To my surprise, video—especially as a supplement in remote instruction—turns out to be a boon to greater student learning. A new meta-analysis uncovers the striking finding that when instructional videos supplement in-class instruction, rather than when they replace in-person teaching, students gained the most—results that have clear implications for online instructors. If you are weighing whether to design your digital course with either static text or recorded videos, videos are surely the way to go, advises GMU’s Barbaro.

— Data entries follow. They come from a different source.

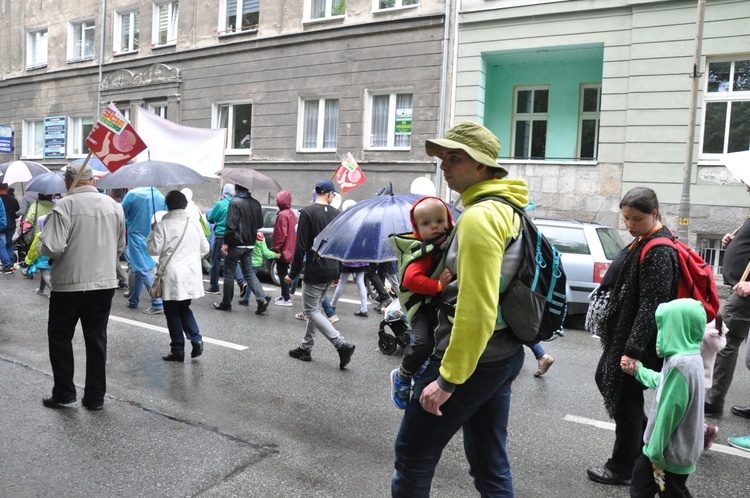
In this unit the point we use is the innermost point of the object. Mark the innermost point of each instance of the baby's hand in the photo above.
(445, 278)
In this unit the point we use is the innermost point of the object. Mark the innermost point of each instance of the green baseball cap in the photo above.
(474, 139)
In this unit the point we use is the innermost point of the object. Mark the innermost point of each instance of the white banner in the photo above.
(201, 149)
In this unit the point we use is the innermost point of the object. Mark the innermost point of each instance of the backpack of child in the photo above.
(534, 303)
(696, 276)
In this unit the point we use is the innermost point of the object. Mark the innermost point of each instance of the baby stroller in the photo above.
(395, 320)
(23, 242)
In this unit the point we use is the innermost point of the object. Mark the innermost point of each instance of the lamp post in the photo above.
(684, 211)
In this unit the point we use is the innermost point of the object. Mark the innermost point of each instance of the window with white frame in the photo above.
(165, 24)
(320, 122)
(127, 32)
(726, 127)
(530, 116)
(36, 48)
(81, 40)
(322, 9)
(237, 119)
(79, 131)
(159, 109)
(238, 15)
(393, 4)
(390, 120)
(588, 126)
(33, 138)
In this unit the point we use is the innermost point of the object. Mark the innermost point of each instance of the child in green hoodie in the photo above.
(673, 440)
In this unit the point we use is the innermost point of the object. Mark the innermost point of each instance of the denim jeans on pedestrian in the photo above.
(236, 256)
(180, 320)
(480, 407)
(7, 257)
(255, 287)
(312, 297)
(143, 278)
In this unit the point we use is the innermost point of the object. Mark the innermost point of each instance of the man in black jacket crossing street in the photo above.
(244, 219)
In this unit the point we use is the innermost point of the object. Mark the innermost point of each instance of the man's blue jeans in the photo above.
(7, 257)
(480, 407)
(255, 287)
(180, 320)
(143, 278)
(213, 272)
(236, 256)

When I taught online at The New School, a crack team of instructional designers and photographers guided me on how to deliver professional, 7-minute videos, accompanied by graphics, text and other elements. Other videos were TV-style newscast interviews of scholars and practitioners I had invited to offer their expertise on topics covered in my course. In the 6 weeks my online course ran, my Zoom sessions consisted entirely of remote classroom discussions of the videos students watched at home and readings I had assigned. In all those weeks, I never once delivered a real-time lecture.
Over time, with months of practice as the pandemic proceeded, instructors and students learned how to use remote tools. Continuously online, enormous numbers gained proficiency with digital learning software. “The quality of a well-run synchronous, online class can now rival—and in some respects exceed—the quality of the in-person equivalent,” observes John Villasenor at the Brookings Institution.
The good news is that online learning is no longer reviled and resented, but after a rocky tryout in the pandemic, it’s now just another higher ed choice in which students and faculty, after years of digital stress, have largely adapted to it.